Cubes
On this page
Cubes are used to represent a set of metrics with dimensions and filters.
Attribute | Description | Type |
---|---|---|
name | Unique name used by other nodes to select from this node | string |
display_name | A human readable name for the node | string |
description | A human readable description of the node | string |
mode | published or draft (see Node Mode) | string |
metrics | A set of metric node names | list[string] |
dimensions | A set of dimension attribute names | list[string] |
filters | A set of filters | list[string] |
Creating Cube Nodes
curl -X POST http://localhost:8000/nodes/cube/ \
-H 'Content-Type: application/json' \
-d '{
"name": "default.repairs_cube",
"mode": "published",
"display_name": "Repairs for each company",
"description": "Cube of the number of repair orders grouped by dispatcher companies",
"metrics": [
"default.num_repair_orders"
],
"dimensions": [
"default.all_dispatchers.company_name"
],
"filters": ["default.all_dispatchers.company_name IS NOT NULL"],
}'
from datajunction import DJBuilder, NodeMode
dj = DJBuilder(DJ_URL)
repairs_cube = dj.create_cube(
name="repairs_cube",
display_name="Repairs Cube",
description="Cube of various metrics related to repairs",
mode=NodeMode.PUBLISHED, # for draft nodes, use `mode=NodeMode.DRAFT`
metrics=[
"num_repair_orders",
"avg_repair_price",
"total_repair_cost"
],
dimensions=[
"hard_hat.country",
"hard_hat.postal_code",
"hard_hat.city",
"hard_hat.state",
"dispatcher.company_name",
"municipality_dim.local_region"
],
filters=["hard_hat.state='AZ'"]
)
dj.cubes.create(
{
name: "default.repairs_cube",
mode: "published",
display_name: "Repairs for each company",
description: "Cube of the number of repair orders grouped by dispatcher companies",
metrics: [
"default.num_repair_orders"
],
dimensions: [
"default.all_dispatchers.company_name"
],
filters: ["default.all_dispatchers.company_name IS NOT NULL"]
}
).then(data => console.log(data))
Adding Materialization Config
Any non-source node in DJ can have user-configurable materialization settings, but for cube nodes, DJ will seed the node with a set of generic cube materialization settings that can be used downstream by different materialization engines. Like all other non-source nodes, users can then set engine-specific materialization config, which will be layered on top of the generic cube materialization settings.

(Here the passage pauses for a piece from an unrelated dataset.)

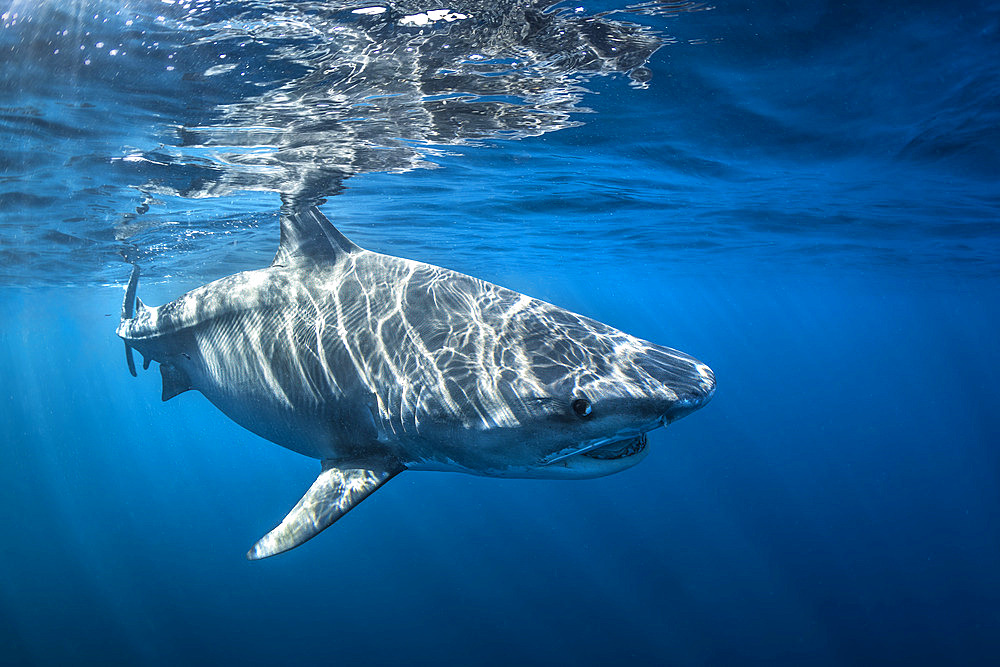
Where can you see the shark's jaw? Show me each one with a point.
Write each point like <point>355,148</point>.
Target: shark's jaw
<point>619,449</point>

DJ currently supports materialization of cubes into Druid.
This can be added using the following request, assuming that the Druid engine is already configured in your DJ setup:
curl -X POST \
http://localhost:8000/nodes/default.repairs_cube/materialization/ \
-H 'Content-Type: application/json'
-d '{
"engine": {
"name": "DRUID",
"version": ""
},
"schedule": "0 * * * *",
"config": {
"spark": {
"spark.driver.memory": "4g",
"spark.executor.memory": "6g"
},
"druid": {
"timestamp_column": "dateint",
"intervals": ["2023-01-01/2023-03-31"],
"granularity": "DAY"
}
}
}'
from datajunction import MaterializationConfig, Engine
config = MaterializationConfig(
engine=Engine(
name="DRUID",
version="",
),
schedule="0 * * * *",
config={
"spark": {
"spark.driver.memory": "4g",
"spark.executor.memory": "6g",
"spark.executor.cores": "2",
"spark.memory.fraction": "0.3",
},
"druid": {
"timestamp_column": "dateint",
"intervals": ["2023-01-01/2023-03-31"],
"granularity": "DAY",
},
},
)
cube.add_materialization(config)